What was conceived months ago as a metaphorical motif—body armour, tactical gear, protective wear, compression pads—to illustrate a theme personal to Olivier Rousteing inevitably hit the eye in a different light on the runway tonight. Shortly before the show, Rousteing posted to his social media (ironically the catalyst of that original theme) a statement that read: “We are well aware that there are more important things happening in the world today. It’s hard to feel right about focusing on runways and clothes, as we listen with a heavy heart to the latest news. Our thoughts and prayers are with the Ukrainians.
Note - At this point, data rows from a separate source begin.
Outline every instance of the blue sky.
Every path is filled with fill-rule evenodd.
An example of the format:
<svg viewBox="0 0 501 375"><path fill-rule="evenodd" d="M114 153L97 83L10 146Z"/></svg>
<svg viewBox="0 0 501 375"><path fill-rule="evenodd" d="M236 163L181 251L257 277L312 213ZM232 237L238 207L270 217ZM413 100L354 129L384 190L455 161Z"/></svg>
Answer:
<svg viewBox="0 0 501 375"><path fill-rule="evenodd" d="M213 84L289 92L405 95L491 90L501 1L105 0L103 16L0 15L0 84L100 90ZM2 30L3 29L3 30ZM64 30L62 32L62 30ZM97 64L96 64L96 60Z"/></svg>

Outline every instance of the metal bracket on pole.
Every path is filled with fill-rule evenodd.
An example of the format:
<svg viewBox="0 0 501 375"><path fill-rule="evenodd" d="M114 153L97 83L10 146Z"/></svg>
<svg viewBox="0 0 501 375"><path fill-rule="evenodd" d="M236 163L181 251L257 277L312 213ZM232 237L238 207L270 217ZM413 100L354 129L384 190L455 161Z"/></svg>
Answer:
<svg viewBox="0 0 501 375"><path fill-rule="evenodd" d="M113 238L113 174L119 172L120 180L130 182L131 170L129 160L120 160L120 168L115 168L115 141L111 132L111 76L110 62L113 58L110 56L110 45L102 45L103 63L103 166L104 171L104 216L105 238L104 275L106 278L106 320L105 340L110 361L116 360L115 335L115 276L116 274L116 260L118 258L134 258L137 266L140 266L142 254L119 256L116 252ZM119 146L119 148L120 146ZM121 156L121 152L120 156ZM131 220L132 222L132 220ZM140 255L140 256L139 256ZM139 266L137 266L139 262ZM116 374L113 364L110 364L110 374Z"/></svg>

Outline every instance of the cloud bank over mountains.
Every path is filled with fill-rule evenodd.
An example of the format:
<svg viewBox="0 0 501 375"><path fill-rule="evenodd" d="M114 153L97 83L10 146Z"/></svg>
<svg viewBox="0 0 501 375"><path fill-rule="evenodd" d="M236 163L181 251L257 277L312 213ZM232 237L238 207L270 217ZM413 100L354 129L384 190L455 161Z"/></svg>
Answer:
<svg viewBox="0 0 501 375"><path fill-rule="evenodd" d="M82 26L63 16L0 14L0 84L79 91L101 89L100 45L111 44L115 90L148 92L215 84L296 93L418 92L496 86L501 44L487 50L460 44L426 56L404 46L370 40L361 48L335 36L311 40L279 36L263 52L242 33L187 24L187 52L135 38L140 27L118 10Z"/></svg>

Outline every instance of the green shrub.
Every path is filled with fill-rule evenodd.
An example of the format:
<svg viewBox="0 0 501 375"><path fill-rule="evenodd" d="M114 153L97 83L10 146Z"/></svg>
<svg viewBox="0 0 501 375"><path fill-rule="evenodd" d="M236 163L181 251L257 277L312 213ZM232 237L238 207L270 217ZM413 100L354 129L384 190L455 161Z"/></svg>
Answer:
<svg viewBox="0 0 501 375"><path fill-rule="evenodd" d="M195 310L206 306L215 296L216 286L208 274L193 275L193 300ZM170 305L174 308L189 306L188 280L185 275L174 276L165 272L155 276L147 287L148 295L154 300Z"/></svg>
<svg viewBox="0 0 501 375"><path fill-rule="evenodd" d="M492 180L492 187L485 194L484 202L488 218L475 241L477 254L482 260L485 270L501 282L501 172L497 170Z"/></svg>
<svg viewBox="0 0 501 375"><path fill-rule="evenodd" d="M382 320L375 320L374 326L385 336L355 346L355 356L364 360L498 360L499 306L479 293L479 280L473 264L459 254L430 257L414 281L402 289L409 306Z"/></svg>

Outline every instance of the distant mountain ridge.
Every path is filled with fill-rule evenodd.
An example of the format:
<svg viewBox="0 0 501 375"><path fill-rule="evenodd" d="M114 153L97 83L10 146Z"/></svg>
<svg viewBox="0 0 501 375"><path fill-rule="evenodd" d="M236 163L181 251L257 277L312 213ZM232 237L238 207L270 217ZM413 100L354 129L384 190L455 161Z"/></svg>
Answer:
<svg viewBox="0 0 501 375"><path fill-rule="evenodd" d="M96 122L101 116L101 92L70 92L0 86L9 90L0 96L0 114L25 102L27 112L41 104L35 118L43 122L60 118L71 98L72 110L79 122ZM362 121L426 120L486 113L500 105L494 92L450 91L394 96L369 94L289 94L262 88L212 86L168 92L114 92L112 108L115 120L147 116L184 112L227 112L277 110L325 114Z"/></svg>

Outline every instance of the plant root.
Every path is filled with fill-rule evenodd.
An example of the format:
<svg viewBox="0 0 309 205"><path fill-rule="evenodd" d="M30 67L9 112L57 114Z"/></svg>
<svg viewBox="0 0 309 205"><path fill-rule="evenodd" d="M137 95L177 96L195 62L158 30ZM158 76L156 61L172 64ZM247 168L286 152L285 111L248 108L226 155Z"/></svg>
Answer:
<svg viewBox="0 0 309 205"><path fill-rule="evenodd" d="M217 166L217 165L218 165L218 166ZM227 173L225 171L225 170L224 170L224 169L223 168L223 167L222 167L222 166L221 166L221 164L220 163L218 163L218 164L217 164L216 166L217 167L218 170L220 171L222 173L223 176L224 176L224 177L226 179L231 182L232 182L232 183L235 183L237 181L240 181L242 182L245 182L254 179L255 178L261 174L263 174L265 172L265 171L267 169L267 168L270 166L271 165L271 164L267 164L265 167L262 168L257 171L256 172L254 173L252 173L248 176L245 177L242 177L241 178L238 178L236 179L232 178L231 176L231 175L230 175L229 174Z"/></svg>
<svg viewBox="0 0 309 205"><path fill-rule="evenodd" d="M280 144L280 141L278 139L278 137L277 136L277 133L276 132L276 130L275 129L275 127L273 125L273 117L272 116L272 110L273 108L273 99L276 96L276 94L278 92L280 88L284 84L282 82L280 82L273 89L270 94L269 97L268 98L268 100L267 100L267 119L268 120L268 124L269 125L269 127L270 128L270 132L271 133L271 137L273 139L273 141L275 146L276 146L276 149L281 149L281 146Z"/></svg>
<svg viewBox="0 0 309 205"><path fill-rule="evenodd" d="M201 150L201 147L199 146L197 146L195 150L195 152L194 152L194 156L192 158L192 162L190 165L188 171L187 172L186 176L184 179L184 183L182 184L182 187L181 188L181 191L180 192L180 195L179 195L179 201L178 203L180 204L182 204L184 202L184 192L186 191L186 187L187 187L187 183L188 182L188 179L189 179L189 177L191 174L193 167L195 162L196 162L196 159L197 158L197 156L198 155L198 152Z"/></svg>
We are inspired by their dignity, resilience and devotion to freedom.”
And in the notes for this show he expanded: “These runway offerings were not designed as a direct response to the recent horrific invasion of our neighbours and I would never dare to even think of comparing the suffering that they are going through right now with the problems that I have had on social media. Still, as we watch the news, my team and I do keep in mind this collection’s message: united in solidarity, we can rely on the power of hope and truth to push back against hate, lies and aggression.”
Tellingly, this three-act show—which opened with a two-tribes dance before segueing into the mainline—ended with a seven or so strong group of dresses that combined the motifs of this collection with some of the signatures first written on the runway in October 1945 by Pierre Balmain at the house’s first ever presentation. Prior even to Christian Dior, Balmain’s imagination was the fashion green shoot most at the vanguard of Paris’s post-war reconstruction and emergence.
This is the moment in a review where perhaps you might now say “despite all that,” then breezily proceed to describe the expressive clothes that were delivered in typically bombastic Rousteing style. This you could do at length, because while often excellent, this run of show needed editing against repetition. The original thematic point of the exercise had been to propose an armour against online image dysmorphia, much of whose metaphorically illustrative protective wear was inspired by the bandaging and recovery gear Rousteing had been forced to wear after suffering burns in his house fire, as well as motorsport equipment, ancient armour, modern militaria and, by the look of it, Marvel costume direction.
Yet in a collection that majored on large platforms, that would be to underserve Rousteing’s approach to the limitations of the fashion show as a platform in this specific moment. After Armani he became among the first designers with commercial skin in the game to acknowledge the incapacity of a serious industry that sells the apparently trivial to confront its relationship with the horrible now, and actually to talk about it. Compared to the acts of bravery we are all currently marveling at, it was nothing: but it was also something.